- PT KAI Daop 7 Madiun menutup perlintasan sebidang liar demi keselamatan masyarakat dan perjalanan kereta.
- Kegiatan penutupan melibatkan kolaborasi antara KAI, pemerintahan lokal, dan kepolisian.
- KAI telah menutup 12 titik perlintasan liar, melampaui target yang telah ditetapkan.
PT Kereta Api Indonesia (KAI) Daop 7 Madiun baru-baru ini mengambil langkah signifikan dengan menutup perlintasan sebidang liar di petak jalan Talun-Garum, khususnya di Dusun Sonogunting, Desa Pasirharjo, Kecamatan Talun, Kabupaten Blitar. Langkah ini merupakan bagian dari upaya resmi KAI untuk meningkatkan keselamatan perjalanan kereta api serta memberikan perlindungan terhadap pengguna jalan di sekitarnya.

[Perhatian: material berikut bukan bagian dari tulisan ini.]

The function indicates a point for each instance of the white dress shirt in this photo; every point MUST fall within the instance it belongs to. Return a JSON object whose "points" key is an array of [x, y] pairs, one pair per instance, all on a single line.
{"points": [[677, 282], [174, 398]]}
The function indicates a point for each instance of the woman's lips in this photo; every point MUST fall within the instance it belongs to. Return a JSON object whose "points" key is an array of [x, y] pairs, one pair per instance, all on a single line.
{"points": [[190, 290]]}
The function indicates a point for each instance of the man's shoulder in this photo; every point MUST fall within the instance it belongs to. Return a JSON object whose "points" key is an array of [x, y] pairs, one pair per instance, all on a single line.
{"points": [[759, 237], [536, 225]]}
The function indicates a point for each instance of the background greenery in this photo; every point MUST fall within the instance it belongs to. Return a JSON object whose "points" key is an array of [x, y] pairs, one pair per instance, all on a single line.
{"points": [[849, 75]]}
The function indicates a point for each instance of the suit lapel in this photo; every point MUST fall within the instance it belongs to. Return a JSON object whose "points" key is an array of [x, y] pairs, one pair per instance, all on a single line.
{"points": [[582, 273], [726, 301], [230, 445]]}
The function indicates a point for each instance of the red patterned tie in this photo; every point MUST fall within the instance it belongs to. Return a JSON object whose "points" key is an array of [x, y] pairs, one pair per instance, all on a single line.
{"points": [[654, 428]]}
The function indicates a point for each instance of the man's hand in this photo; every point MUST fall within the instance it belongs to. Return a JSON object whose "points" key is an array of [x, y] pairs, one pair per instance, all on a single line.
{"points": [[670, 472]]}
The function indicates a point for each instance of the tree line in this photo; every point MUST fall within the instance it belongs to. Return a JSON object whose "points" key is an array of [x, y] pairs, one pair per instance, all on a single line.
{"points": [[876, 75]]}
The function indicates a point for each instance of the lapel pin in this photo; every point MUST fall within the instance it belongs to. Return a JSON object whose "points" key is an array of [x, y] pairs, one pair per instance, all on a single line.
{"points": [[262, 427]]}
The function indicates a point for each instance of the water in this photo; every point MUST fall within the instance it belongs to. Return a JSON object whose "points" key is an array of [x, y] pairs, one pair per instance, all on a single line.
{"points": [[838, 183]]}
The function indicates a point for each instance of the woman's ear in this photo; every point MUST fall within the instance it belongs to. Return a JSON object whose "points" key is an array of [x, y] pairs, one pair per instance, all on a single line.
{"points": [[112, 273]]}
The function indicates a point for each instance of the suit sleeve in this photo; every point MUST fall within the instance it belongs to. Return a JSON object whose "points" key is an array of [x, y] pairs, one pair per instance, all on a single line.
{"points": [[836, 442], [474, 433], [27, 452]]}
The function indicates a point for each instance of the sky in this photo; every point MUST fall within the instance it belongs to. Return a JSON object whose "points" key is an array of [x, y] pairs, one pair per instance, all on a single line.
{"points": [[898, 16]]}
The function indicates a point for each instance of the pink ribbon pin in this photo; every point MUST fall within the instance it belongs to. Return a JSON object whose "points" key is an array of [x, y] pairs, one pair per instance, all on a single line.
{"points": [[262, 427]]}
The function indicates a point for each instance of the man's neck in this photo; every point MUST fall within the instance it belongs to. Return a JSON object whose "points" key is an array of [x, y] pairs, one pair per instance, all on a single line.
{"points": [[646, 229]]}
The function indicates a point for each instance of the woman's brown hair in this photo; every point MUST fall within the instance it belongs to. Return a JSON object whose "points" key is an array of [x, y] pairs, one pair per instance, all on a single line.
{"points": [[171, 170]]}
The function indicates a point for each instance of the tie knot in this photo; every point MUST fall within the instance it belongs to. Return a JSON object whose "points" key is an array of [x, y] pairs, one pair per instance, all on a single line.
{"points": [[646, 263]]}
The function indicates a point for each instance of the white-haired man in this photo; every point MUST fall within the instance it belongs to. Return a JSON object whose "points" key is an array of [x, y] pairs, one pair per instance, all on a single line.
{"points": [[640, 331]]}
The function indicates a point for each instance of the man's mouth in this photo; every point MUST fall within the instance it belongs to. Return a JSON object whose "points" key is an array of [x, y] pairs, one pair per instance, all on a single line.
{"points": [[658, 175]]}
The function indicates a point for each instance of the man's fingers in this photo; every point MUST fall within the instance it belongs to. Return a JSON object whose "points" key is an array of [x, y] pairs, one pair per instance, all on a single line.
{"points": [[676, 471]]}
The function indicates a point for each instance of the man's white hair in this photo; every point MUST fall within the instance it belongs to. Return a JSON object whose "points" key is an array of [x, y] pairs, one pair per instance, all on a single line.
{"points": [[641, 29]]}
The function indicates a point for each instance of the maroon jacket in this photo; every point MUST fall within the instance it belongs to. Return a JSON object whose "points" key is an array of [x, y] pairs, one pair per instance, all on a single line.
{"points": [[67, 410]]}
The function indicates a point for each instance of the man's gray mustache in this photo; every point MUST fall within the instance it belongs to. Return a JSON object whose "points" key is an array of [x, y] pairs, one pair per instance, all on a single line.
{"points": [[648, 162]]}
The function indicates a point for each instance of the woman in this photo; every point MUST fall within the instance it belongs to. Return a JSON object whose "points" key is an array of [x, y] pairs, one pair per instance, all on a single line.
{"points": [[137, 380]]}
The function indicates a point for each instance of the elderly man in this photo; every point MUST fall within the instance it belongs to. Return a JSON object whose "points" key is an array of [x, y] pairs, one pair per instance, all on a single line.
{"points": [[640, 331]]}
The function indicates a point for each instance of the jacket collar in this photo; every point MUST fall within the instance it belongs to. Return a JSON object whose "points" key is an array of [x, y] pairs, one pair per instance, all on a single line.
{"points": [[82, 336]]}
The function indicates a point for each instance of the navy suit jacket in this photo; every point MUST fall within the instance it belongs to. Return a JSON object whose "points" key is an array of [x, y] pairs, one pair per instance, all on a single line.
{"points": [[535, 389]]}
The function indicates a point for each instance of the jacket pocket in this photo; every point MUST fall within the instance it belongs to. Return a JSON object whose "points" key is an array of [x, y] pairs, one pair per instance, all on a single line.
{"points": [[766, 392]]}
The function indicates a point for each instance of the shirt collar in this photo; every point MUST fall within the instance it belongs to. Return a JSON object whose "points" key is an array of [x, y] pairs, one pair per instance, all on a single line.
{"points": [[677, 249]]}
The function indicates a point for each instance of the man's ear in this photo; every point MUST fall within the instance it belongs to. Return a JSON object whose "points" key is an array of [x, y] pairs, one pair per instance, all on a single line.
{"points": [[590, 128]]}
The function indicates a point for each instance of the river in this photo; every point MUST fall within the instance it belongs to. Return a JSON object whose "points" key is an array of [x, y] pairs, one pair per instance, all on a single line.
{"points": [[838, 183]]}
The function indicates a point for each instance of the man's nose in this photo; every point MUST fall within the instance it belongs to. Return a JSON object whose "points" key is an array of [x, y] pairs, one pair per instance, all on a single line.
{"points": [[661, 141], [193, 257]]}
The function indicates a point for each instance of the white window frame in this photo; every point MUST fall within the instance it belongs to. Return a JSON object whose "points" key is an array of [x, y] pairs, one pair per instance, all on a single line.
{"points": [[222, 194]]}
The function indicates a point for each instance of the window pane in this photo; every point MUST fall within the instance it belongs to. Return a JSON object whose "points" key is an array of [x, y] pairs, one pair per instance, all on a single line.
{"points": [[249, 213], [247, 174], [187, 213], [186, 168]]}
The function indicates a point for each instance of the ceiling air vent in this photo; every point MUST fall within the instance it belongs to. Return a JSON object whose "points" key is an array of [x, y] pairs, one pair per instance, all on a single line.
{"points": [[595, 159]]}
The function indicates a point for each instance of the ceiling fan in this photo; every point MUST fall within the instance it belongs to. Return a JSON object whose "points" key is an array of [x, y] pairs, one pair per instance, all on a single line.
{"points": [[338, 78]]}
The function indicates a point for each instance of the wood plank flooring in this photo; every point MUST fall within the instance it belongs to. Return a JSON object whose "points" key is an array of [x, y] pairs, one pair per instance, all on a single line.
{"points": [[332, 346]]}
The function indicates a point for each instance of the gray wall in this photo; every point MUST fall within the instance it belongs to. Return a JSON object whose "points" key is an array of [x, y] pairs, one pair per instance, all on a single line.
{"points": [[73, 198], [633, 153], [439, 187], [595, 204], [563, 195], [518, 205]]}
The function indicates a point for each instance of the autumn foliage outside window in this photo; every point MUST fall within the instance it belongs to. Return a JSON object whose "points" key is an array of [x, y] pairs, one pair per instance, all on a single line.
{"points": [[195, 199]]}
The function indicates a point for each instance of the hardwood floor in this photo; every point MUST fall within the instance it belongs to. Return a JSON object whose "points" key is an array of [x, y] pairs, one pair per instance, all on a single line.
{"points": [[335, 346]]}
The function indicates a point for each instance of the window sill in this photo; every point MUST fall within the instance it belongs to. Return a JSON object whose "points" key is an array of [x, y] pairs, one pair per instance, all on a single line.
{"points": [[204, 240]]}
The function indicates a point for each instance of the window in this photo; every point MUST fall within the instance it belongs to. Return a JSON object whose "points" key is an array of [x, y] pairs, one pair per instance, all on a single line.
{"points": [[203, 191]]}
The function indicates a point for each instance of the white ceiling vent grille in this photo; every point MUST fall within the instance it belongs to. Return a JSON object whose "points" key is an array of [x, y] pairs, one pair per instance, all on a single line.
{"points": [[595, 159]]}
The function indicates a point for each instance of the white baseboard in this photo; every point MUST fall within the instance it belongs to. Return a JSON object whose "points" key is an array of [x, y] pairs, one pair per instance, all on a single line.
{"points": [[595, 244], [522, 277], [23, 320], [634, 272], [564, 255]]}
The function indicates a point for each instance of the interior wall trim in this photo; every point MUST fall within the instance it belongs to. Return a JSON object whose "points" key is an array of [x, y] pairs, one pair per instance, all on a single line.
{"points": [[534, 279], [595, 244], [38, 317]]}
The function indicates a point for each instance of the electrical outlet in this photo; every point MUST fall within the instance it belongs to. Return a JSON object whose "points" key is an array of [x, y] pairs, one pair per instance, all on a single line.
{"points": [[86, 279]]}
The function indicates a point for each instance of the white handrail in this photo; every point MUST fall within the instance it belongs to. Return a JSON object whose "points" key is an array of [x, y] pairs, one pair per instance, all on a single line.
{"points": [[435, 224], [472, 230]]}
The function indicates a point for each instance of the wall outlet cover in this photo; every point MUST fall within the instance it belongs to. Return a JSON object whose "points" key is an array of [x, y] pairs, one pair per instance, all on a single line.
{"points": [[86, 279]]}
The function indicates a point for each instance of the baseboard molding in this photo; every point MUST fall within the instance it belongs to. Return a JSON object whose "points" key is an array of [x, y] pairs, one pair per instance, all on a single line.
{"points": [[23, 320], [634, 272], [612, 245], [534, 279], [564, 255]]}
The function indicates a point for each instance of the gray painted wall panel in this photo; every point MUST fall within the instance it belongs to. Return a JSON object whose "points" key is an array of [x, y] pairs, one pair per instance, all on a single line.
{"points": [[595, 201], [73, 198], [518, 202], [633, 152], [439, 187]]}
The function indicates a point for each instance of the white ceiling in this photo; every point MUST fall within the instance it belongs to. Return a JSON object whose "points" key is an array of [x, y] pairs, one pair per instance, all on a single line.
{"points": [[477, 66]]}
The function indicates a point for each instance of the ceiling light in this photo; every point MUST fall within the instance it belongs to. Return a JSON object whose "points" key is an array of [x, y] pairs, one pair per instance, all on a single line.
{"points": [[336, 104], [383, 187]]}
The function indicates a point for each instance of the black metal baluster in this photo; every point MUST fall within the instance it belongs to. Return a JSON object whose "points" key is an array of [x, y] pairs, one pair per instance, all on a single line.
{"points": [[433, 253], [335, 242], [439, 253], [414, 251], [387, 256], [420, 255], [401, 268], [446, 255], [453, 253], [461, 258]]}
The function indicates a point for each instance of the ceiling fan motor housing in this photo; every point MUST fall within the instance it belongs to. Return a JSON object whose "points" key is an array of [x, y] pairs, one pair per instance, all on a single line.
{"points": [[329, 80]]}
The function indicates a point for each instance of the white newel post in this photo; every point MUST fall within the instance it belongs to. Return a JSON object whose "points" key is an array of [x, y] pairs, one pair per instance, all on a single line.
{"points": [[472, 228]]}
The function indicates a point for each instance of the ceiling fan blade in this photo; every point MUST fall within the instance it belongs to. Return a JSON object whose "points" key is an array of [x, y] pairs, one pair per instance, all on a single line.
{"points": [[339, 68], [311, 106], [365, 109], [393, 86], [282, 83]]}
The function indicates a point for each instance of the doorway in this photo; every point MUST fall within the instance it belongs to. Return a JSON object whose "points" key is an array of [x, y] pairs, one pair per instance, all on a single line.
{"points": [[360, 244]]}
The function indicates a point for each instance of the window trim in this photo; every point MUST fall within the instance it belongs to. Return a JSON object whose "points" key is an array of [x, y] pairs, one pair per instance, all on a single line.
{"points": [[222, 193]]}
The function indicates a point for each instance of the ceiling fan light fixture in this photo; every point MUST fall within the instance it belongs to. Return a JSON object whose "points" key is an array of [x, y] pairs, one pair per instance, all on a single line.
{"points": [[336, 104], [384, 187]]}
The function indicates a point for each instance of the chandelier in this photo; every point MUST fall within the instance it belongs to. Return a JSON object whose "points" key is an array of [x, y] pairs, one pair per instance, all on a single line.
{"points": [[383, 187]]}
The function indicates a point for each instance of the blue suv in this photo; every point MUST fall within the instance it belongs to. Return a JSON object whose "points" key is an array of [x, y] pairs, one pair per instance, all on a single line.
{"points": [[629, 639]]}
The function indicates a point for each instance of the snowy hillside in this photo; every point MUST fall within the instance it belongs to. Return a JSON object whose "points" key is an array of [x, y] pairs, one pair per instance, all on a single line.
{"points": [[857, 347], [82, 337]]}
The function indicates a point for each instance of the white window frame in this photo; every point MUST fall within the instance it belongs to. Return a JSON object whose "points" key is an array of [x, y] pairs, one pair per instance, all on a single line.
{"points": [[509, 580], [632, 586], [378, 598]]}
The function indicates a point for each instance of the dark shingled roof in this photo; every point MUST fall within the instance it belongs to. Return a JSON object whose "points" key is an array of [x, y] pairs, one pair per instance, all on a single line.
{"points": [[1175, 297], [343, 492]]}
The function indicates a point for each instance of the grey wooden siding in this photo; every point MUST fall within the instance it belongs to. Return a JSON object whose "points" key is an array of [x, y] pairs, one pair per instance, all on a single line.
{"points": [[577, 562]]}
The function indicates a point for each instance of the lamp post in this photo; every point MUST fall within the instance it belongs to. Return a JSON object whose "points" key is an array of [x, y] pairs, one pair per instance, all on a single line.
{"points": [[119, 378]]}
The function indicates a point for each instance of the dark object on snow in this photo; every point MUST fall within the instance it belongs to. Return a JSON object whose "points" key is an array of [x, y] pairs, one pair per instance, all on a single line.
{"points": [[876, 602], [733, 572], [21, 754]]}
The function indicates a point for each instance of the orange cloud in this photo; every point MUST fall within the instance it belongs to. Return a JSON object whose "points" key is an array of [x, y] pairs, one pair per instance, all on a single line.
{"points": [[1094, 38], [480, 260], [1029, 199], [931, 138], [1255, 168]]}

Manager Humas KAI Daop 7 Madiun, Tohari, menjelaskan bahwa penutupan perlintasan liar tersebut dilakukan dengan memasang patok rel dan palang yang terbuat dari pipa besi. Dengan demikian, akses untuk kendaraan maupun masyarakat ke perlintasan tersebut secara resmi ditutup. Tohari menegaskan bahwa perlintasan liar itu sangat berbahaya, mengingat tidak adanya perlengkapan keselamatan serta tanpa pengawasan petugas, yang meningkatkan risiko kecelakaan fatal.
Proses penutupan perlintasan ini melibatkan kerja sama antara berbagai pihak, termasuk Dinas Perhubungan Kabupaten Blitar, Pemerintah Kecamatan Talun, Pemerintah Desa Pasirharjo, dan Bhabinkamtibmas Polsek Talun. Kegiatan tersebut berlangsung dalam suasana yang aman dan tertib, berupaya memastikan bahwa semua pihak memahami pentingnya keselamatan di sekitar jalur kereta api.
Hingga awal Juli 2026, PT KAI Daop 7 Madiun telah berhasil menutup 12 titik perlintasan sebidang liar, angka ini melampaui target yang ditetapkan untuk tahun 2026 sebanyak 8 titik. KAI juga meminta masyarakat untuk tidak membuka kembali perlintasan liar yang telah ditutup dan mengingatkan pentingnya izin sebelum membangun akses baru.